Much like driving a truck offroad is not inherently a problem in and of itself, but driving a truck offroad through someone's house or barn is a different matter - the problem isn't the activity or object itself, just where it is being employed.
 
Which is why offroad trucking through somebody's house or barn is illegal. So by extension.......

You do know there is no law that specifies driving a truck through someone's building is illegal, right?
 
Trespassing. Reckless driving endangering life. Causing malicious damage to property. I'm no legal expert but there are probably a few more too.
 
Trespassing. Reckless driving endangering life. Causing malicious damage to property. I'm no legal expert but there are probably a few more too.

To play Devil's Spectre though, those aren't explicitly a law/rule barring driving a vehicle through a house... those things may happen after you do such a thing though.

:p
 
Trespassing. Reckless driving endangering life. Causing malicious damage to property. I'm no legal expert but there are probably a few more too.

To play Devil's Spectre though, those aren't explicitly a law/rule barring driving a vehicle through a house... those things may happen after you do such a thing though.

:p

Sort of, rick. There is no law or rule specifically prohibiting a driver from making someone's house into a drive-through structure with a vehicle. In fact, if my friend's plan works out a bunch of us are going to do exactly this with our trucks this winter - he has an old house on his ranch that he needs demolished and he wants to do it the fun way. Nothing illegal about that.

It is however, illegal to cause destruction of private property without permission (by any means, not specific ones like trucks or wrecking balls or bulldozers). That's why you don't want to convert your neighbor's house into the SubSonic Drive Through - whether it be that you use a truck or a sledgehammer or in an increasingly popular method in rural America, a backhoe.

To use the logic you've demonstrated here, stiggie, matches should be banned because they could cause forest fires, antibiotics should be banned because people could die from taking them (this has actually been used in the US), axes and crowbars should be banned because they could be used to destroy someone's house and knives (*all* knives) should be banned because they could be used to stab people instead of cut a steak. This is plain stupid, just as blanket-banning fracking would be.
 
Never use reductio ad absurdum Spectre. Using it demonstrates an inherent lack of strength in your argument. Clearly if a human.activity is causing earthquakes, that activity should not continue.
 
Never use reductio ad absurdum Spectre. Using it demonstrates an inherent lack of strength in your argument. Clearly if a human.activity is causing earthquakes, that activity should not continue.

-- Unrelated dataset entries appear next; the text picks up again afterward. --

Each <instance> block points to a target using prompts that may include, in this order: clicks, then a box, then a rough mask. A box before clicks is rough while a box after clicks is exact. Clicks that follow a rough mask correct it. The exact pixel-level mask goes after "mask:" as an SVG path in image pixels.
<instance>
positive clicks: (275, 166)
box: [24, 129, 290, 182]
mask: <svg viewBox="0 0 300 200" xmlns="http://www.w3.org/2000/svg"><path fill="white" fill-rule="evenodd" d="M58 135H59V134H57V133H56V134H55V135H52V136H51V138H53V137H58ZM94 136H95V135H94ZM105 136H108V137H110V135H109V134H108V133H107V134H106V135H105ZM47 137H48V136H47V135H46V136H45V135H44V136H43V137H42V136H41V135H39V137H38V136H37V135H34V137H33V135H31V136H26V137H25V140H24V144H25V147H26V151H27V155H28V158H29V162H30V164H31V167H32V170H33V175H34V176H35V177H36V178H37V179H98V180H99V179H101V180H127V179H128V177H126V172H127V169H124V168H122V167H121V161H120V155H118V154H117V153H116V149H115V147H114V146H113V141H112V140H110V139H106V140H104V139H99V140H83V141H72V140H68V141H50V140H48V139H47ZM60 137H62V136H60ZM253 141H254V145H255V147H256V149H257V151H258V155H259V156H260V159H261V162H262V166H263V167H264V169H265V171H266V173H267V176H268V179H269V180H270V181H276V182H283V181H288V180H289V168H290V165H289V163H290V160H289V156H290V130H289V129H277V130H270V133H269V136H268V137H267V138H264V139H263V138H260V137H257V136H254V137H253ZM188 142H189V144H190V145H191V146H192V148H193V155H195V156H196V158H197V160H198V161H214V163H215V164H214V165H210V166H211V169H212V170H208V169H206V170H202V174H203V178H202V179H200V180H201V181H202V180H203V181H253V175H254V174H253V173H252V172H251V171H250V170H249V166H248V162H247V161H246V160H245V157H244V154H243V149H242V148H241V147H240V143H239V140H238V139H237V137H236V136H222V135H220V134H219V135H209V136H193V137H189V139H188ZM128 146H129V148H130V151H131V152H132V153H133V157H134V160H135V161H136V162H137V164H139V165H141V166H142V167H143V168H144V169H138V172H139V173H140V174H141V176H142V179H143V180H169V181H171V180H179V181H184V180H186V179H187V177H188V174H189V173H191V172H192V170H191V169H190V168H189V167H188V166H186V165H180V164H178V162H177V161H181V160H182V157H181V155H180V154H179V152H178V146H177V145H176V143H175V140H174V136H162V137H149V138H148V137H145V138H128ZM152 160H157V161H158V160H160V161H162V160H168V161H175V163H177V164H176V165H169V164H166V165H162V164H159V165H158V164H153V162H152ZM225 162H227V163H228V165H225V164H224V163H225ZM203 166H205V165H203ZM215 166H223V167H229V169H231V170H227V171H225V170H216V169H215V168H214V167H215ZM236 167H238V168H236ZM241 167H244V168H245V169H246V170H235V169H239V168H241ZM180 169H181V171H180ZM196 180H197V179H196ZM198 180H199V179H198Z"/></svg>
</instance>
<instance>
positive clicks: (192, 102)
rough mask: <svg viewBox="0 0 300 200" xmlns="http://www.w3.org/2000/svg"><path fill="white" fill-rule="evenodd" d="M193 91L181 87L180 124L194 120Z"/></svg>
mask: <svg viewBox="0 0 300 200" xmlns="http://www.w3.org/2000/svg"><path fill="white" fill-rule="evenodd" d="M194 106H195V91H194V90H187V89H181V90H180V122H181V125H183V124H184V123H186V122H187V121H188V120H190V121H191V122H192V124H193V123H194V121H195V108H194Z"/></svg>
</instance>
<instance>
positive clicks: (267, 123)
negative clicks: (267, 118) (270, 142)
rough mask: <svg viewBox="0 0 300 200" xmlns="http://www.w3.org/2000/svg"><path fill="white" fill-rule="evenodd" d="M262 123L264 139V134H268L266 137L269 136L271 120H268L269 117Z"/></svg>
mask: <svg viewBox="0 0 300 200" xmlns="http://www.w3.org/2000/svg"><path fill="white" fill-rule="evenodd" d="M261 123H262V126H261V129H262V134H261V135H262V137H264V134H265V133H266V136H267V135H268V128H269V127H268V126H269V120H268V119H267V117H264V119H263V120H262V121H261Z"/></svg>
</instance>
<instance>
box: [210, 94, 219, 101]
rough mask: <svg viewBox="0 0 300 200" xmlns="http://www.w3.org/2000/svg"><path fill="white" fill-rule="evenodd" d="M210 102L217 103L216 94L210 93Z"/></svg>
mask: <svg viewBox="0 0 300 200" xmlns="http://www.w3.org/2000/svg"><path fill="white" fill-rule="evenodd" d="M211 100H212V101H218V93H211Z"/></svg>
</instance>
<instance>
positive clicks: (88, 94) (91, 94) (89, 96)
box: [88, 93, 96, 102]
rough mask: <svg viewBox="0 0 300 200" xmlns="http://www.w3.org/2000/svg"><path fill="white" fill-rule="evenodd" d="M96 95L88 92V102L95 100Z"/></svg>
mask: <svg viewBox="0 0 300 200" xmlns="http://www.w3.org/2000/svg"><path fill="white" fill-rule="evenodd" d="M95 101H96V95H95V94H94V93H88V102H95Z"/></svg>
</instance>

Except that wasn't really reductio ad absurdum. What you are saying is that if a human activity is causing issues in one area but not in others, it should be stopped in all areas period and never used again.

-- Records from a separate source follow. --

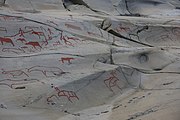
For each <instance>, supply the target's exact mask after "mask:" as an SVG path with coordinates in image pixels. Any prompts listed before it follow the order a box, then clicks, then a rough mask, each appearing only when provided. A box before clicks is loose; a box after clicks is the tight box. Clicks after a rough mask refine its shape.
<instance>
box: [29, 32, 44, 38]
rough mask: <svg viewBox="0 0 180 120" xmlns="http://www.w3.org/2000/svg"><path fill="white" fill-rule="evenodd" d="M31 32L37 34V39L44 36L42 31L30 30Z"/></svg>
mask: <svg viewBox="0 0 180 120" xmlns="http://www.w3.org/2000/svg"><path fill="white" fill-rule="evenodd" d="M31 34H34V35H37V36H38V37H39V39H40V38H41V36H43V37H45V35H44V32H36V31H32V32H31Z"/></svg>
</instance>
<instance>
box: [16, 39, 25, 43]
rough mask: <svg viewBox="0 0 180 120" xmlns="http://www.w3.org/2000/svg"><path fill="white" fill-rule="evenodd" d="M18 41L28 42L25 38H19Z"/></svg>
mask: <svg viewBox="0 0 180 120" xmlns="http://www.w3.org/2000/svg"><path fill="white" fill-rule="evenodd" d="M16 41H20V42H22V43H25V42H26V39H24V38H18V39H17V40H16Z"/></svg>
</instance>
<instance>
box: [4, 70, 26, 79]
mask: <svg viewBox="0 0 180 120" xmlns="http://www.w3.org/2000/svg"><path fill="white" fill-rule="evenodd" d="M2 71H3V72H2V74H5V75H11V76H12V77H14V78H15V77H20V76H22V75H25V76H26V77H29V76H28V74H26V72H24V71H23V70H8V71H5V70H4V69H2Z"/></svg>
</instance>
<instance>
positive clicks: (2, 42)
mask: <svg viewBox="0 0 180 120" xmlns="http://www.w3.org/2000/svg"><path fill="white" fill-rule="evenodd" d="M0 42H1V44H2V45H4V42H5V43H11V44H12V45H13V46H15V45H14V43H13V41H12V39H10V38H3V37H0Z"/></svg>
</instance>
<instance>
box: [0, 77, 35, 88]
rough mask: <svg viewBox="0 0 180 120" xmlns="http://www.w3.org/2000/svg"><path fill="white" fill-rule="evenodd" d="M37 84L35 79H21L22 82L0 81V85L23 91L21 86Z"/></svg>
mask: <svg viewBox="0 0 180 120" xmlns="http://www.w3.org/2000/svg"><path fill="white" fill-rule="evenodd" d="M34 82H39V80H37V79H22V80H11V79H4V80H0V85H5V86H8V87H10V88H12V89H18V88H19V89H21V88H22V89H23V88H24V87H22V85H26V84H29V83H34Z"/></svg>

What would make more sense would be to stop the activity in the area it is causing problems and continue elsewhere where it is not.

One point that has been lost in the media-driven BAN ALL FRACKING EVERYWHERE AND ANYWHERE NAOW NAOW NAOW frenzy is that even if it is proven that fracking is causing earthquakes everywhere it is used (which it hasn't yet), this isn't necessarily a bad thing. Something that seems to have escaped wide notice is that if the method by which fracking is supposed to be causing earthquakes is correct, all it's going to be doing is relieving stress on tectonic plates that had force building up behind them. Essentially, this would release the energy in many short small bursts rather than in one great big earthquake. In fact, before the demonization of fracking as the public enemy du jour, a variation on the tech was investigated for relieving the building stress on the California fault lines so that they wouldn't get the big 9.0 San Andreas shaker that they're all waiting for.

It should also be noted that Oklahoma has had many, many earthquakes since 1918, some equal to or greater than intensity VII - long before fracking was ever used there. In fact, even without fracking they were actually overdue for a big shaker. There are reasons the original native tribes decided it was a terrible place to live and moved.